Turns out, nothing is selling, not copper nor battery metals nor any other commodity. Nor, for that matter, equities in general. Critically, even “risk-off” assets also look askance for bids. The mood in Denver was grim but if you really wanted to feel what it was like to have your face ripped off you might have attended a convention of UK 2-yr gilt holders. The WSJ front page thundered: “Gold losing its safe haven status”; it could have been far more broad-minded without any loss of accuracy.
The driver in all this is a Fed trying to fix four decades of monetary profligacy within a forecastable time frame, presumably before the Chairman’s tenure is up. Listening to Powell last week you got the sense that he feels that he and only he can solve this problem and that if he doesn’t, our economic future totters on the wrong side of the abyss. Accordingly, “[W]e shall fight on the seas and oceans, we shall fight with growing confidence and growing strength in the air, we shall defend our island, whatever the cost may be.”

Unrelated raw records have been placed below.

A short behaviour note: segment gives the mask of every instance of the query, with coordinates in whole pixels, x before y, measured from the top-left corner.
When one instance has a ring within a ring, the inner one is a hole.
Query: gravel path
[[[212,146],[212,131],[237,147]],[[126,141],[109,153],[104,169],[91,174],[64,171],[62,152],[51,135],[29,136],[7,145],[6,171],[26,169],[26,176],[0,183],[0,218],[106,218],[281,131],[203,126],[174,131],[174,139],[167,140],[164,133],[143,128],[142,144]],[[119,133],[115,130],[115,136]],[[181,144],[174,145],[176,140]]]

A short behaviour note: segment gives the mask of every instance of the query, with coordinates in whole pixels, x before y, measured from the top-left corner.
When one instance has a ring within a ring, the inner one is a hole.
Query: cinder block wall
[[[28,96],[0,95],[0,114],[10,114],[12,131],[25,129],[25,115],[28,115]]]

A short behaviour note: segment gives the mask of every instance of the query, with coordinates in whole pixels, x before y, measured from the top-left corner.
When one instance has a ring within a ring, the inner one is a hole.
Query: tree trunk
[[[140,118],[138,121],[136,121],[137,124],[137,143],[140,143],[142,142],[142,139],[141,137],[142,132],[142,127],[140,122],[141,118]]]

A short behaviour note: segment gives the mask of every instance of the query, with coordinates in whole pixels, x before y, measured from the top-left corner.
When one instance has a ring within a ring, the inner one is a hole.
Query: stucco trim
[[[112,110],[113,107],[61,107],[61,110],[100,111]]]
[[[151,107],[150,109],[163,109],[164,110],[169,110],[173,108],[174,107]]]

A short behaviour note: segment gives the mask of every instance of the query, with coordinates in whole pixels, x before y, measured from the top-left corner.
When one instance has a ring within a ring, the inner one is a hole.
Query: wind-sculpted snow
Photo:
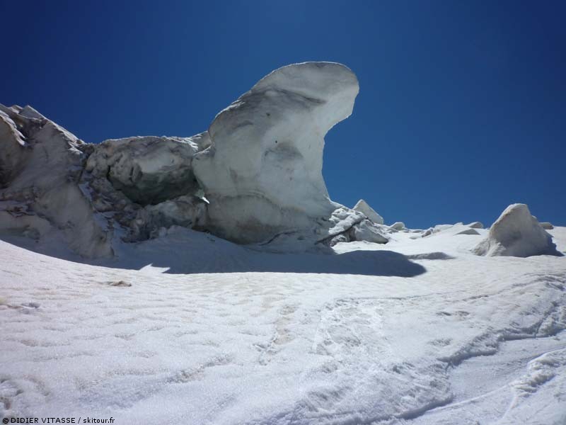
[[[324,136],[357,93],[343,65],[296,64],[262,79],[209,131],[98,144],[30,106],[0,106],[0,232],[49,233],[88,257],[175,225],[275,251],[386,243],[383,220],[332,202],[322,176]]]
[[[289,65],[216,117],[212,145],[193,168],[217,234],[248,243],[323,229],[316,220],[337,206],[322,176],[324,136],[352,113],[358,90],[356,76],[340,64]]]
[[[377,223],[378,225],[383,224],[383,217],[379,215],[379,214],[378,214],[374,208],[370,207],[363,199],[360,199],[357,203],[354,205],[352,209],[364,214],[366,217],[374,223]]]
[[[63,237],[85,256],[112,254],[78,181],[86,144],[26,106],[0,111],[0,232]]]
[[[560,255],[552,236],[531,215],[525,204],[507,207],[474,252],[478,255],[520,257]]]

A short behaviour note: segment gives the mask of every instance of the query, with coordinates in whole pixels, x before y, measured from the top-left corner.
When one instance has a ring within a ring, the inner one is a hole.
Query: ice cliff
[[[87,257],[173,225],[258,246],[309,249],[366,240],[388,227],[369,207],[333,202],[324,136],[359,91],[340,64],[284,67],[191,137],[88,144],[33,108],[0,106],[0,232],[63,237]]]

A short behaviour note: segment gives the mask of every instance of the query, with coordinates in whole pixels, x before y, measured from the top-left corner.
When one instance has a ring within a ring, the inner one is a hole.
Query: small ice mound
[[[374,223],[378,225],[383,224],[383,217],[379,215],[379,214],[370,207],[363,199],[360,199],[354,206],[353,209],[356,211],[359,211]]]
[[[483,229],[483,224],[481,222],[472,222],[467,226],[472,229]]]
[[[405,227],[405,223],[403,222],[394,222],[393,225],[389,226],[391,229],[394,230],[403,230],[406,227]]]
[[[525,204],[508,206],[473,252],[488,256],[560,255],[552,236],[541,227]]]
[[[473,227],[470,227],[468,229],[464,229],[463,230],[460,230],[459,232],[456,232],[454,233],[454,235],[456,234],[480,234],[478,230],[474,229]]]

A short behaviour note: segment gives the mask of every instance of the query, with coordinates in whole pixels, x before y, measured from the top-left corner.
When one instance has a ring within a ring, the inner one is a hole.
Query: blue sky
[[[331,198],[412,227],[522,202],[566,225],[563,1],[0,0],[0,103],[86,142],[190,136],[308,60],[358,76],[326,137]]]

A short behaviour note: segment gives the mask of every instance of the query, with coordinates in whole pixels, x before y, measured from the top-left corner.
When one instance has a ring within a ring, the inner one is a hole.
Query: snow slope
[[[300,255],[173,227],[98,264],[0,241],[1,415],[566,423],[566,257],[463,227]]]

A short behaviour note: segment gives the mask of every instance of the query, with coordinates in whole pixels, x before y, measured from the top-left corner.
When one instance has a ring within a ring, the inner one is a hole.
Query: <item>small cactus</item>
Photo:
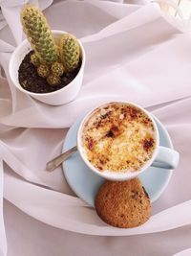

The problem is that Powell has neither air force nor army. Instead, he has a single policy tool, a blunt instrument that, historically, has been effective only in places. For example, it is easy to see that Europe could raise rates to 20% and the price of gas still would not be affordable. Higher rates are also likely to increase the cost of some things. It’s not straightforward. Powell may fancy himself a Churchillian figure but a better image may be Al Pacino in the final scene of Scarface, spraying his machine gun in front of a giant pile of cocaine.